Regret
gathered in my throat.
    I should’ve said good-bye the right way, whatever way that was.
    She looked at the camera for a few seconds without speaking. She swallowed. Then she said, “Gunner, I’ve loadeda letter onto this chip. It’s from your father. He instructed me to give it to you when you were ready.”
    While she paused, my mind raced. Letter? My father = a man I’d never met. A man who’d been dead since before my birth.
    Mom jerked her head toward a sound only she could hear. She leaned forward; her voice hushed. “Compare it with the journal. I love you, son.”

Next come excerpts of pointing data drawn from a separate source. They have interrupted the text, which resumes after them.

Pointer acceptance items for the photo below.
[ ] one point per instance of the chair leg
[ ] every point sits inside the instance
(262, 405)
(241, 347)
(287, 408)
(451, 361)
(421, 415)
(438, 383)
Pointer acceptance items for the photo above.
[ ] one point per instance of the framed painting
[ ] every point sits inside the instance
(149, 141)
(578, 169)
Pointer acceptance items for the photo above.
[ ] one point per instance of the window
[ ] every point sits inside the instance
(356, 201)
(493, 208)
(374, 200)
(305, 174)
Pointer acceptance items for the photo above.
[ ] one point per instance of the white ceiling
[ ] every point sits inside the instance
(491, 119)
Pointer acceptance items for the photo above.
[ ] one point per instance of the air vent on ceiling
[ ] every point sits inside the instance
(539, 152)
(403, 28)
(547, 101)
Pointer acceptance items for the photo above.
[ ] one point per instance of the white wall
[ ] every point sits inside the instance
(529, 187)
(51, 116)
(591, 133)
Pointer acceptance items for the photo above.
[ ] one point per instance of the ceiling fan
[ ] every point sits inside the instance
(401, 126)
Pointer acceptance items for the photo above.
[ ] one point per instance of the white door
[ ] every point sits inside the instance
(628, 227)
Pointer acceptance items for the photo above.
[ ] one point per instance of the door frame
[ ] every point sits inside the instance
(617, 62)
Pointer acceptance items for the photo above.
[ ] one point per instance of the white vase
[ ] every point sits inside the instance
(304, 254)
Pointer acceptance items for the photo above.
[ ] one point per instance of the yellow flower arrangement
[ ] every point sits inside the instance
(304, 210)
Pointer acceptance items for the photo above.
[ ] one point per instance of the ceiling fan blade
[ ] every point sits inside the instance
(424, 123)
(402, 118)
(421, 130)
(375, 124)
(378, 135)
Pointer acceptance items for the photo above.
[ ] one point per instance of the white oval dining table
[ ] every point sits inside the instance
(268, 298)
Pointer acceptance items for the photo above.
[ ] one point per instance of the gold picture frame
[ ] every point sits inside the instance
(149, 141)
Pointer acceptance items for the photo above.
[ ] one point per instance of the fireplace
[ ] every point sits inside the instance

    Then the memory went black. A second later a scan of the letter filled my v-screen. The writing looked faded, but I could still read all the words, decipher all the numbers. It made no sense, but since it’d come from my father, I longed to feel it in my hands.
    I watched my mom’s recording again. And again. Every time, part of my being leeched out when she said “son.” At some point during the viewing, I’d slid to the ground. Cement-cold crept into my legs, my lungs.
    What journal? I wondered. The only answer came from the glow of crimson seeker-spider eyes. An intense fear pounded in my veins. I leapt to my feet and turned quickly down an alley, only to see additional pinpricks of red. More recordings being made.
    In six short hours the Director would own me.
    I wanted to own my last six hours, dammit.
    I knelt, reached down to my ankle, lifted the cuff of my jeans. Four sets of lasery eyes moved closer. I kept my chin pressed to my chest so they couldn’t capture my face and beam it back to whoever would dispatch the Enforcement Officers. The wide-brimmed hat helped conceal my identity. For once I was glad protocol dictated hat-wearing at all times.
    I extracted a small canister—a scrambler—from my shoe and set it on the asphalt. Just a little closer …
    I felt the eyes behind me, above, below, on all sides. Claustrophobia pressed in unexpectedly. After all, I felt like this everywhere. In school. At home. On the hoverboard track.
    So many cameras watching. Always watching.
    The scrambler vibrated under my fingers. I traced over the two looping figure eights on the top to control the shaking in my hands, waiting one—more—second.
    When the metallic legs of a spider touched my elbow, I smashed the scrambler with my fist.
    An electromagnetic pulse sent the seeker-spiders flying backward, their eyes winking into oblivion as they—and everything they’d managed to record—shorted out.
    Then I ran.

Raine
    2.
    My new flatmate has nightmares every stinkin’ night, which creates a mountain of work for me. Not that she knows that, but still. I sorta wished her dreams would dry up already.
    The first couple of nights I’d jerked awake to her anguished cries and muttered words about someone she’d forgotten.
    I’d knelt next to her bed, careful not to touch her while I tried to wake her up.
    Fact 1: Violet Schoenfeld is a very deep dreamer.
    My brief-sheet hadn’t said anything about her violent midnight behavior. Instead, the b-sheet provided a detailed analysis of Vi’s personality—uh, quirks—and included more than I should ever know about someone else’s match.
    Zenn (the aforementioned match) came and collected Vievery morning, and most days I didn’t see her again until lights out. Because of their identical rings, I knew Zenn had a checklist of responsibilities regarding Vi too. Jewelry is forbidden in Freedom, but rings like Vi’s and Zenn’s screamed of monitoring. They meant my dad was simply waiting for either of them to slip up. Then the ring would record everything he needed to know.
    My responsibilies re: Vi included filing a report if she had a nightmare. Now I prepared the form every night before bed. When she started thrashing and calling out, I recorded the time. Sent it off to Thane Myers, the man who loved to make my life more difficult if he didn’t wake up with his precious report.